The Executive Leader of Fareham Borough Council, Councillor Seán Woodward has written to the Prime Minister, David Cameron requesting the urgent need for legislation criminalising the offence of unauthorised encampments by gypsies and travellers.
Executive Leader of the Fareham Borough Council, Councillor Seán Woodward, said: "The letter follows recent incidents of unauthorised traveller and gypsy encampments on areas of Fareham Borough Council's land that have involved the Council taking proceedings for the eviction of the travellers/gypsies only to find that when moved they simply occupy another piece of land in the district. This causes disruption to local residents who may have events planned, for example on recreation grounds and frustration and concern in the way that such unauthorised encampments have to be dealt with. The process is costly, time consuming and in the eyes of the local community ineffective. The public also find such invasions threatening and intimidating and feel unable to go about their normal business on public land including children's playgrounds. We even had one recent incident where a cemetery was invaded with vans parked on graves to the huge distress of bereaved relatives."
The Council has adopted provisions of Section 77 and 78 of the Criminal Justice and Public Order Act and has used the powers very successfully on more than one occasion. The Police also have powers under Section 61 and Section 62 of the Criminal Justice and Public Order Act.
Councillor Woodward continues: "The Council is fully aware that a criminal offence is committed if an unauthorised encampment fails to leave when the Police use section 61 or 62 and local authorities use section 77 of the Criminal Justice and Public Order Act. However the issue remains that the criminal offence occurs only when this action is instigated and those occupying the land fail to comply with directions under the legislation and not at the time when the land is initially invaded.
"Further this can also be costly both in terms of the action that is required to instigate these proceedings as well as any remedial works necessary to clean up and reinstate facilities and repair any damage that has taken place, as is the case with the majority of the encampments this Council has had to deal with. It can be a long and difficult process, entailing huge expense, to move people on."

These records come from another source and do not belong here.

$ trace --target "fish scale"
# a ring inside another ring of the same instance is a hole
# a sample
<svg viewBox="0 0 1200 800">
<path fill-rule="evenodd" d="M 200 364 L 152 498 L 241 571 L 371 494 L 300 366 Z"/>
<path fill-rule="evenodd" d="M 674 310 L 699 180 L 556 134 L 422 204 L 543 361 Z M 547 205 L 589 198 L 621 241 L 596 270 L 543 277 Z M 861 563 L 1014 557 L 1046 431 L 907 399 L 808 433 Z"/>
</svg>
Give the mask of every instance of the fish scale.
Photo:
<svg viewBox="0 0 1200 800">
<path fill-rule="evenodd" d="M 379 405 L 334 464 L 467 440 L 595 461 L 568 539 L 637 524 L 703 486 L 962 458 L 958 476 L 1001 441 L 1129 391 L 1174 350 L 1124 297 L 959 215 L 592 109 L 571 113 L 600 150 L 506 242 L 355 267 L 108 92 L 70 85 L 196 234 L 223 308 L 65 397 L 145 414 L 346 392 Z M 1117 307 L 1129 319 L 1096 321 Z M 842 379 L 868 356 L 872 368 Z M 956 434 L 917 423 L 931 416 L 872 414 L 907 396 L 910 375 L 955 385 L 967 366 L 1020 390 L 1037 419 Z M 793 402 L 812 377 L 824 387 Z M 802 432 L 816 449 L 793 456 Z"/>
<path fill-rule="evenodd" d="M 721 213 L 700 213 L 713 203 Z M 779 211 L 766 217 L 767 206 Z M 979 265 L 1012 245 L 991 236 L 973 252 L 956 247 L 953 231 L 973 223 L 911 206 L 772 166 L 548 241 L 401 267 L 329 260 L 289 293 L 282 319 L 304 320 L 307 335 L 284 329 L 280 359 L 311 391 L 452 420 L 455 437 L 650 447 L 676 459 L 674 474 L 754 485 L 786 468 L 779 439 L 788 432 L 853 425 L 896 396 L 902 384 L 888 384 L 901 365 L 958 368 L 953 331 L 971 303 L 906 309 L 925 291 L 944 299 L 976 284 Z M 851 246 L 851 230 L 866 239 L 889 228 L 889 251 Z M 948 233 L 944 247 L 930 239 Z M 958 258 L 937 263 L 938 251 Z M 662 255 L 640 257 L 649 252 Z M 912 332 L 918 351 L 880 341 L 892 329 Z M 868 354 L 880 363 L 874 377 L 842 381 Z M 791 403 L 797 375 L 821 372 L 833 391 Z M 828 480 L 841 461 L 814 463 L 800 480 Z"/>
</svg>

In terms of dealing with unauthorised encampments experience has shown that the Council can make more effective use of the existing powers by using the County Court Civil Procedures under Section 55 of the County Court Rules by taking County Court "squatters" proceedings for the eviction of travellers. To date the Council has been successful in achieving the eviction of gypsies/travellers from Council-owned land because all the necessary procedures have been followed and welfare checks undertaken prior to any action being instigated. The success of this is down to the close co-operation between the Council's enforcement officers, the Council’s solicitors and the County Council's gypsy liaison officer, who undertakes all the necessary needs assessments on behalf of this Council.
The Council has on previous occasions written to the Office of the Deputy Prime Minister and more recently to the Secretary of State regarding this matter recommending that the problem of unauthorised encampments be made a criminal offence rather than being a civil matter.
At a meeting of Fareham's Council on 23 June 2011 it was resolved that a letter be sent to the Prime Minister, following a further invasion of the Council's land by gypsies and travellers to voice its frustration and again request that the our government progresses the introduction of legislation that would make such unauthorised trespass a criminal offence.
The Council is working with neighbouring local authorities to try to identify a suitable piece of land that could serve as a transit site or temporary stopping site that would then enable the police to use their additional powers to move unauthorised encampments on. However the scale of some encampments is such that temporary transit sites would not be able to accommodate some of the numbers involved as in this particular case.